ARSA militants killed nine border police last October. The enraged government sent troops pouring into Rakhine state, and refugees say the soldiers raped, killed, and burned their way through Rohingya villages. The current exodus began in earnest in August, after ARSA militants attacked police posts, killing 12 and sparking the ongoing massive crackdown. Many fleeing Rohingya are furious at ARSA, who remain a small minority of their population. "We are the ones who are suffering because of Al Yaqin," said refugee Noor Kamal. "They disappeared after the attack. We were the ones left behind for the military to kill." Even the country's civilian leader, Nobel Peace Prize winner Aung San Suu Kyi, has cited the ARSA attacks in condemning the Rohingya as "terrorists."

What is Bangladesh's position?
Bangladesh is one of the few countries that never ratified the U.N. Convention on Refugees, and has consistently insisted that the Rohingya must return to Myanmar. Prime Minister Sheikh Hasina said last week that her country is currently sheltering more than 800,000 Rohingya. She has called on the U.N. to supervise safe zones in Rakhine so those families can "return to their homeland in safety, security, and dignity." But that will be difficult: In the same speech, Hasina accused Myanmar of laying land mines along the border to prevent the Rohingya from returning.
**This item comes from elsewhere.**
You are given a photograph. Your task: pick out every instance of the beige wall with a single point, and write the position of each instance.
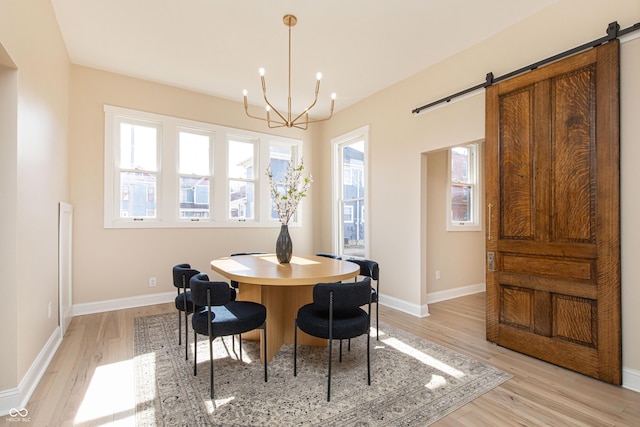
(457, 255)
(117, 263)
(399, 236)
(37, 180)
And the international community?
The U.S., Turkey, Saudi Arabia, and other countries have strongly denounced Myanmar's crackdown and pledged millions in emergency aid. But Myanmar won't allow aid agencies in to help the 800,000 displaced Rohingya still trapped in Rakhine. Meanwhile, in Bangladesh, the U.N. refugee agency is rushing in supplies to feed and shelter the masses of people, mostly by expanding the existing camps housing Rohingya driven out in past purges. But caring for so many displaced people at once is an overwhelming challenge, and hunger and disease are rampant, while clean water and toilets are virtually nonexistent. "When you walk through the settlement, you have to wade through streams of dirty water and human feces," said Kate White, the emergency medical coordinator of Doctors Without Borders. "A public health emergency could be just around the corner."
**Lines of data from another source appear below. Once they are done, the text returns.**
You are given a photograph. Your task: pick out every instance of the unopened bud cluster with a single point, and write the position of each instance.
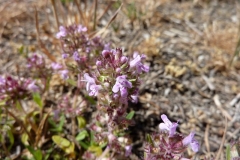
(16, 89)
(115, 82)
(37, 65)
(77, 44)
(167, 144)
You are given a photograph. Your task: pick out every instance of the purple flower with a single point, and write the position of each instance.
(32, 87)
(81, 28)
(134, 98)
(128, 150)
(124, 59)
(98, 63)
(91, 86)
(64, 55)
(94, 90)
(2, 80)
(105, 53)
(168, 125)
(121, 83)
(76, 56)
(107, 46)
(56, 66)
(136, 62)
(64, 74)
(62, 32)
(189, 140)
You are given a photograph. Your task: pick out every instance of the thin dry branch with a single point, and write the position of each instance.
(44, 49)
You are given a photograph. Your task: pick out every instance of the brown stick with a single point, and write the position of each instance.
(55, 13)
(21, 124)
(44, 49)
(80, 12)
(223, 140)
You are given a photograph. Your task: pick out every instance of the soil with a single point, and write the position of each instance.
(190, 46)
An international icon's silence
Aung San Suu Kyi won international acclaim for her principled opposition to the authoritarian regime that has ruled Myanmar for decades, and for her demand for democratic elections. But the country's de facto civilian leader, now 72, has deeply disappointed many of her admirers by refusing to criticize the military for its brutal oppression of the Rohingya. Suu Kyi, a Buddhist nationalist, said the Muslim group had brought the crackdown on itself by supporting terrorism, and claimed, against all evidence, that security forces were exercising restraint and avoiding "the harming of innocent civilians." Critics say she has become complicit in the ethnic cleansing and did not deserve her Nobel Prize. Her defenders contend that Suu Kyi has to be circumspect, because the military would use the Rohingya issue to undermine her popularity and by extension civilian rule, only recently restored. "The army, they are watching her every word," said U Win Htein, a former Myanmar military officer. "One misstep on the Muslim issue, and they can make their move."